The takeaway my peers and I had when walking out of Shane Black’s The Nice Guys was how we would all be invested in a follow-up with the Russell Crowe/Ryan Gosling duo. We would watch another sequel, series, 30-second commercial of those two characters working together again in some ridiculous way. With James Wan’s latest film, The Conjuring 2, following the successful 2013 film and the (stupid but profitable) 2014 spin-off Annabelle, there’s definitely a sense of wanting to see these characters return again and again. In this case the characters in question are Patrick Wilson and Vera Farmiga’s Ed and Lorraine Warren. It’s a hard balancing act to make them likable, seeing as these versions of the Warrens paint them in a positive light that shows us a very loving and spiritual couple who are not out to scam people out of their money but are there because they know and believe in the supernatural. That’s all well and good but the final moments of the movie, wherein we return to their room of cursed objects to cap the film just as the first one had, the film is asking us if we are willing to return to watch these two go to battle with demons and spirits again.
I appreciate the episodic nature of the two films, they build on the Warrens as characters and the awkward position they are put into when being characterized as frauds and this movie isn’t afraid to put skepticism at its center. That being said, I definitely got the sense of Scooby-Doo familiarity; in that there was nothing new or surprising to expect here, it’s still a guy in a mask (or a demon in the body of a girl). The gem of the original is not only the aesthetic of 1971 and the real-world angle of using the Warrens as main characters, as opposed to secondary ones who come in in the 2nd act of a film to sense out the demon, but also the solitary setting and tension-filled atmosphere. But this time around, it’s more of the same. It’s still the 70s, it’s still a house with weird things happening, it’s a big poor family being tormented, and a female family member gets possessed. Does this mean that the movie is bad?

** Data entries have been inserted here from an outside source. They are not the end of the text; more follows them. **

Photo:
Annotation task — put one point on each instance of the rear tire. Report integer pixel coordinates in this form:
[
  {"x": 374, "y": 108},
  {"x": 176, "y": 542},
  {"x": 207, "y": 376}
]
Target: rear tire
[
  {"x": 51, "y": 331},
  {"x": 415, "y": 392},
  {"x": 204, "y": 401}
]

Not necessarily, but it’s the second hour that truly kills the momentum that the first hour so nicely kept up with.
The mystery of the supernatural doesn’t really exist in this universe, we know these things are happening which makes the film’s second act delay of getting to the point with these long discussions about whether or not the family is faking the situation a bit tin-eared. The real clash is trying to see Wan juxtapose real-life events with his own glamorous Hollywood-version of the events; both “cases” in the movie are based on true-stories. The film focuses on the Amityville house, in what is considerably a better Amityville film than most, but also walks this odd line of divulging into how the entire thing wasn’t real and at the same time saying that it was. Then the Enfield story begins which again comes to a grinding halt as characters decide whether or not all of this is a hoax. In reality, it’s questionable at best. But this movie isn’t trying to dissect the paranormal subgenre with a film about two hoaxers, it’s playing it straight and taking these spooky ghosts at face value. Someday I hope we will see that movie.
So what we’re left with is a haunted house romp. This is all well and good, the scares are built up rather nicely and the performances of the children (Madison Wolfe plays the main girl Janet) very genuinely. It’s a bit comical how the other children are put to the side once Janet takes center stage, to the point that one of the brothers is so non-existent in the movie until it needs a scary thing to happen to him, then he is quickly forgotten about after that. The other younger brother has an adorable stutter that…doesn’t build to anything either other than a Babadook-esque creature that should have only appeared once. I find myself at odds here, I appreciate how the demon takes forms and different appearances as opposed to so many cheaper movies that just opt to not show the ghosts at all, but the creatures we have here were about as effective as the props you find in a Halloween store. There is a great scene involving a painting of a nun, which illustrates the overall issue I have with the film: Good pacing, not a lot of subtly. At the expense of spoiling a key revelation late in the film, I will say that there’s a bit of hand-holding here when explaining all of the who’s and what’s of why everything has been happening, so much so that I’d be shocked if someone didn’t notice the glaring clue that kept popping up in the Warren’s house repeatedly.
There is nothing wrong with this movie, it is serviceable, it is well-acted, it is well-made, and I don’t want to shoe-horn this in with lesser supernatural movies because it is better than those but I cannot muster up any kind of excitement for it. There’s something about Scooby-Doo and Shaggy always foiling the bad guy that was triumphant and worth watching over and over again, or maybe because the show was short, animated, had a fucking talking dog and didn’t take itself seriously which is why I liked it so much. The Conjuring 2 didn’t exactly leave me clamoring for more tales about the Warrens: Demon Hunters, which could be a casualty for having returning characters in a horror movie or probably because this movie was a dull mixture of the first film and The Exorcist (and Poltergiest and The Entity and The Babadook with a dash of Phantasm).
If you’re a dumb teenage kid looking for a good scare, this is for you even though it’s rated R (because life is unfair). If you’re anything else, watch The Exorcist. Show your baby The Exorcist.